I was very impressed by Pixar’s  Inside Out and will write more on it later.  

In The Lady in the Van we have Dame Maggie Smith acting with so much skill, honed over the last six decades, that we do not notice it as she simply ‘becomes’ Miss Shepherd, the woman who lived on Allan Bennett’s front drive for fifteen years in a series of camper vans.   We see two Bennett’s, one of them living the life, the other observing it and writing – or not writing – about it.    Bennett has written the testy interior dialogue and Jennings plays out both  wonderfully.   

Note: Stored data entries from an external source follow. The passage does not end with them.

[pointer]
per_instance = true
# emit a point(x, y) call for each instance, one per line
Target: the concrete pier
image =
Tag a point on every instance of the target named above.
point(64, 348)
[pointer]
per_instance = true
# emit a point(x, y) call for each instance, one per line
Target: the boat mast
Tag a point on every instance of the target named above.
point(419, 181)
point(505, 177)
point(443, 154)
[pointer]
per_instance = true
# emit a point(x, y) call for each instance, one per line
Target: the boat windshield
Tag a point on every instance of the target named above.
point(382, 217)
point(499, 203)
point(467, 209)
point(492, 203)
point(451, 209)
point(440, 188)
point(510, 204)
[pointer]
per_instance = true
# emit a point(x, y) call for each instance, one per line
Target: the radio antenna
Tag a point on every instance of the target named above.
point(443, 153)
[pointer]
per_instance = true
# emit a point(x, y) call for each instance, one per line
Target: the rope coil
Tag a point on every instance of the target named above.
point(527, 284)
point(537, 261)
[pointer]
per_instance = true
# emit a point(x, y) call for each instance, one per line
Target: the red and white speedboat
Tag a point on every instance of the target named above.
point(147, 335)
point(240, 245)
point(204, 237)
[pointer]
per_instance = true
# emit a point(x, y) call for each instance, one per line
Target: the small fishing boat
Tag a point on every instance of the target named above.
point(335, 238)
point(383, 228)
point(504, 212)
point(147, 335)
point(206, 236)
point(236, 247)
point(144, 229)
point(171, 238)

I saw three  National Theatre’s live broadcasts last year.
Everyman was a joy.    Carol Ann Duffy adapted this 15th century morality tale, in which we are all (as Everyman) confronted with the reality of death and the question of whether or not our lives have been well spent.     Duffy’s script is decidedly  21st century,   using both heightened and demotic language,  sometimes properly vulgar.      Chiwetel Enjiofor as Everyman brings enormous physical and emotional energy to the role.    Dermot Crowley plays Death with relish and Kate Duchene is God/Good Deeds,   deeply unhappy  about what Everyman thinks is success, and by what we are doing to her Creation.

Benedict Cumberbatch’s much anticipated Hamlet  was dominated by Cumber’s intelligence and physical grace.  We were given a clear reading, a well designed set,  and a worthy Claudius (Cierhan Hinds).   The rest of the cast failed to impress me, but this was nevertheless a thoughtful/thought-through production, and Hamlet’s protean quality makes it endlessly open to careful re-examination.    I also saw on television Maxine Peake playing Hamlet a the Manchester Arts Festival.   A very different production, but enjoyable.   I confess that I am predisposed to love everything that Maxine does.  

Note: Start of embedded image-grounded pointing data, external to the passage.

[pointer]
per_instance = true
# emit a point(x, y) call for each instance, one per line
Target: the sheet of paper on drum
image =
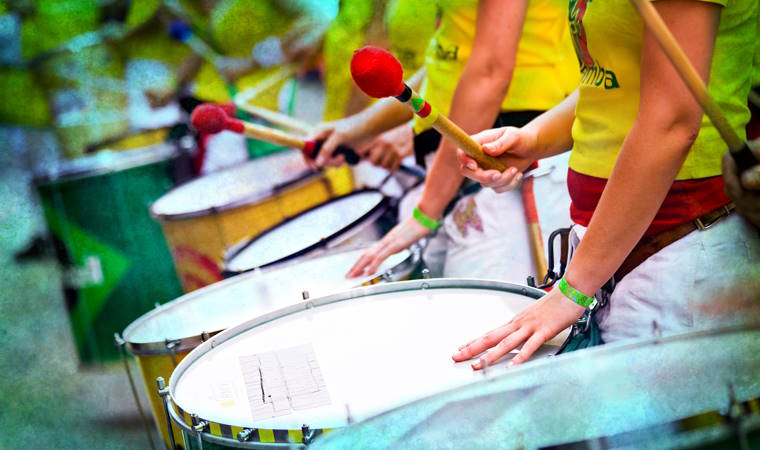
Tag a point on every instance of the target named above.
point(280, 382)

Gillian Anderson played Stella in The Young Vic’s production of A Streetcar Named Desire,  and fulfilled all of my (very high) expectations.


Among the DVDs I saw last year  I want to praise two admirable children’s films,  Despicable Me 2 and Big Hero 6.   I really enjoyed The Homesman  a Western starring Hilary Swank and Tommy Lee Jones,     Jim Jarmush’s Only Lovers Left Alive,  The Double  and the truly remarkable British sf movie starring Scarlett Johanssen,    Under the Skin.